Let us take four men called Mohamed (the name is spelled in various ways and pays homage to the Prophet). The first will return to haunt the nation on 7 July. Mohammad Sidique Khan was the gang-leader of the suicide bombers who killed and maimed Londoners across the capital, the most cosmopolitan city in the world. The second, Mo Farah, ran like the wind for Great Britain in the Olympics, wraps himself (literally) in the Union flag and is a hero to countless young Muslim males. Next, a wiry Eritrean in his twenties, who spoke at an event organised by Refugee Action. This Mohamad got on to one of those small, packed boats and made the perilous journey to Europe. He was joyous and so very grateful, he said, to be in a country where he is free to speak, to be himself. In Eritrea people are enslaved, silenced, tortured and killed. The final example is Dr Muhammad Tahir-ul-Qadri. He has issued a fatwa against suicide bombings and in an interview on Saturday in this paper, he lashed out against “[the] criminals” who kill in the name of Islam.

The four couldn’t be more different. The tragedy is that today, most Europeans believe all Muslims are hate-filled aliens who will never belong. Avowals and marches by Muslims will not shift that perception. What we need is a vast coalition of black, white, brown, religious, atheist, politically diverse, poor and rich, gay and straight people. As we did when Bush and Blair declared war on Iraq. We understood then what was right and what was terribly wrong. That same unequivocal, worldwide opposition needs to build up against the Taliban, al-Qaeda and Isis. Imagine millions marching from Cairo to Cape Town, Perth to Helsinki, Lima to Karachi, all rejecting Islamicist ideologies and utopian fantasies, reclaiming their common humanity. It can be done.

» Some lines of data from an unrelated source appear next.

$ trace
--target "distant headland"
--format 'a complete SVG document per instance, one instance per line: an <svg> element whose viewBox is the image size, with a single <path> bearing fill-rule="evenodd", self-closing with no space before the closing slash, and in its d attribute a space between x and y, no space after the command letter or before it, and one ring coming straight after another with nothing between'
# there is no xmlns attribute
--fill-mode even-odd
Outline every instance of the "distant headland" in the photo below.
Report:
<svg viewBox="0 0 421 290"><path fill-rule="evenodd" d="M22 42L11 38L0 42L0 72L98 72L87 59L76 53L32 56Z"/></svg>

Islamicist terrorism is a deadly mission. It hates the best of human achievements, equalities, freedoms, diversities within Islam and across the world, the fragile, precious, precarious bonds between civilisations and peoples. It seeks domination, is taking over lands and is likely to go on for a very long time. Its advances cannot, for now, be repelled but its evil messages can and must be repudiated.